Les couleurs de l'oubli

 

Nous avons l’art disait Nietzsche pour éviter que la vérité ne nous détruise. Mais quelle vérité ?

La vérité du regard qui se voile, la vérité de l’oubli, la vérité du geste qui hésite, de l’absence ?

Nous avons l’art pour éviter que l’illusion des apparences ne nous détruise. Ne vous

détruise. Ne détruise notre commune humanité, en traçant, entre vous et nous, entre toi et

moi, une distance qui repousse dans l’ombre, l’abandon et l’exclusion, ceux à qui nous ne

disons pas Tu parce que nous croyons qu’ils ont perdu la capacité de dire Je, et de se vivre.

Le pari sur la personne fait apparaître la personne. La certitude froide de l’observation la

fait disparaître. Sans le dialogue avec une mère, aucun enfant ne parlerait. Sans la parole

et la peinture et le pinceau et le temps donné, aucun de ces éclats de couleurs ne serait

devant nos yeux.

Le silence appelle le silence. La distance, la distance. L’indifférence, l’indifférence.

Ces tableaux racontent l’histoire d’une relation. Cristallisée dans la lumière. Hors du temps.

 Jean Claude Ameisen et François Arnold

 

Juliette

Juliette, malgré son grand âge, était restée une petite fille romantique,

enfoncée dans un fauteuil roulant trop grand pour elle.

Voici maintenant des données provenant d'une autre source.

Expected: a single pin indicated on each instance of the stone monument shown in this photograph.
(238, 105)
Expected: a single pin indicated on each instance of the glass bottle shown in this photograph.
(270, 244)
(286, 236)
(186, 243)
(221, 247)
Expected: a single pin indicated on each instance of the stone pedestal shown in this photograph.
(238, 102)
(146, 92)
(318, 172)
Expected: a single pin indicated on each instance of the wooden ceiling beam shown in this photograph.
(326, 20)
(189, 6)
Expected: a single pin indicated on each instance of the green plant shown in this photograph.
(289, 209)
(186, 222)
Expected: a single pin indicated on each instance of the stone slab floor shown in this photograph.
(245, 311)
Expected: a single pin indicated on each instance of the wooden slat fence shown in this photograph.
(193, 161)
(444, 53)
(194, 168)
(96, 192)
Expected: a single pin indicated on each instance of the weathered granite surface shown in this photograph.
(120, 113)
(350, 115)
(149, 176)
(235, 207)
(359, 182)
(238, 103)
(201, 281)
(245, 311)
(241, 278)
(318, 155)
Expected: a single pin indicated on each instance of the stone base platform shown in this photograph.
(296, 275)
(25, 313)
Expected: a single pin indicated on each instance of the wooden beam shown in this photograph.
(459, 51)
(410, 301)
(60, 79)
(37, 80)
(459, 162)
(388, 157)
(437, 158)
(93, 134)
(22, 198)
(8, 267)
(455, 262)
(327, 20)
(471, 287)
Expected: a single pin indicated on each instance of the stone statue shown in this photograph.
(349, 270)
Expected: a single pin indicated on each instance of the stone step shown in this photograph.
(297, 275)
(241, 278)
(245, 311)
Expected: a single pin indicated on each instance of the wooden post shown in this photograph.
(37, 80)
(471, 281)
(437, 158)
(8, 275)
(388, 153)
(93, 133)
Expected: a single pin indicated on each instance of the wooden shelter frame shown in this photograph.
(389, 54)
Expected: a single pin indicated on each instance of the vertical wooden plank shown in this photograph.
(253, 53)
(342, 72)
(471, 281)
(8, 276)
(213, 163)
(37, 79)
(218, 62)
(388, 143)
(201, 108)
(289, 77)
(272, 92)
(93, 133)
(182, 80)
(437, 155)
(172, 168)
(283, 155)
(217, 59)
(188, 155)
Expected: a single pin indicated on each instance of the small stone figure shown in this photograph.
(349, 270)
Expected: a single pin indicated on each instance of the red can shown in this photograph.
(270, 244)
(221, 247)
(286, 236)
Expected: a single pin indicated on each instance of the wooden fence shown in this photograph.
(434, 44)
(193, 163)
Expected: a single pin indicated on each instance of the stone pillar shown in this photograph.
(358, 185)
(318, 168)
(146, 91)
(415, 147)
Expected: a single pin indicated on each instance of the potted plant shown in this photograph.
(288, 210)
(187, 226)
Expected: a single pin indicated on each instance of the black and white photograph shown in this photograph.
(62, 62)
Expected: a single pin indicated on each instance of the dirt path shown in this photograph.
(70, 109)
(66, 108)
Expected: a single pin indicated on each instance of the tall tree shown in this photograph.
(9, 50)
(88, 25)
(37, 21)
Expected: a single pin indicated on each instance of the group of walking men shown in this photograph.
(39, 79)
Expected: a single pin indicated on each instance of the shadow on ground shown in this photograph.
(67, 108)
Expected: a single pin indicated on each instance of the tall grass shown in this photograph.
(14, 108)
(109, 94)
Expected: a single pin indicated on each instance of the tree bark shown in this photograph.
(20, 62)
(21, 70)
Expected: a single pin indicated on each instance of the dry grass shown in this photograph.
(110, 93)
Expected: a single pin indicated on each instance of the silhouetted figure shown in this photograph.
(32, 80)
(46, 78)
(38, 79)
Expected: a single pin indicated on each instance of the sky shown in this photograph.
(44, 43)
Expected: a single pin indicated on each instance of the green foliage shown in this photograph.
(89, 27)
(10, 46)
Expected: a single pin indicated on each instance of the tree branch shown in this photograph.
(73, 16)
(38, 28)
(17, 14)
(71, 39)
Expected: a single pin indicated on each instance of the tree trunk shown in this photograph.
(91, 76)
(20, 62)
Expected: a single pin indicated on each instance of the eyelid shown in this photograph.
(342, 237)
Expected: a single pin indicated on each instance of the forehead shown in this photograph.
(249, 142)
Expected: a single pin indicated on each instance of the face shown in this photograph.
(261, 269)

La première fois qu’elle me vit, sachant que nous allions peindre

ensemble, elle me demanda :

Qu’est-ce que vous allez me dessiner ?

Cela dépend de votre envie. Mais ce n’est pas moi qui peins, c’est vous.

Elle ne m’a pas demandé de lui dessiner un mouton, comme l’avait

fait le petit prince, mais « un cheval qui galope, crinière au vent ! »

Et après le cheval, elle désira un prince le chevauchant, puis un

château dans lequel une très belle princesse était tenue prisonnière…

À chaque atelier, l’histoire se poursuivait pleine d’imprévus et de

rebondissements.

Mais Juliette tenait toujours à commencer avec « le cheval à la

crinière et la queue flottant au vent... » et à chaque fois, elle

précisait « légères, légères… ».

Ainsi s’écoulèrent les semaines et passèrent les mois. « Et si de

votre belle histoire, on faisait une bande dessinée ? » lui proposai-je

un jour. « Vous croyez ? » dit-elle avec un grand sourire.

« Pourquoi pas ? »

La fois suivante, elle avait tout oublié de ma proposition… Pour

la stimuler, je lui renouvelai ma suggestion :

Alors notre cheval… ?

Non, aujourd’hui je voudrais des fleurs, mais légères, légères…

La semaine suivante, Juliette n’était plus là… « Elle nous a

quittés » me dirent les soignantes encore émues.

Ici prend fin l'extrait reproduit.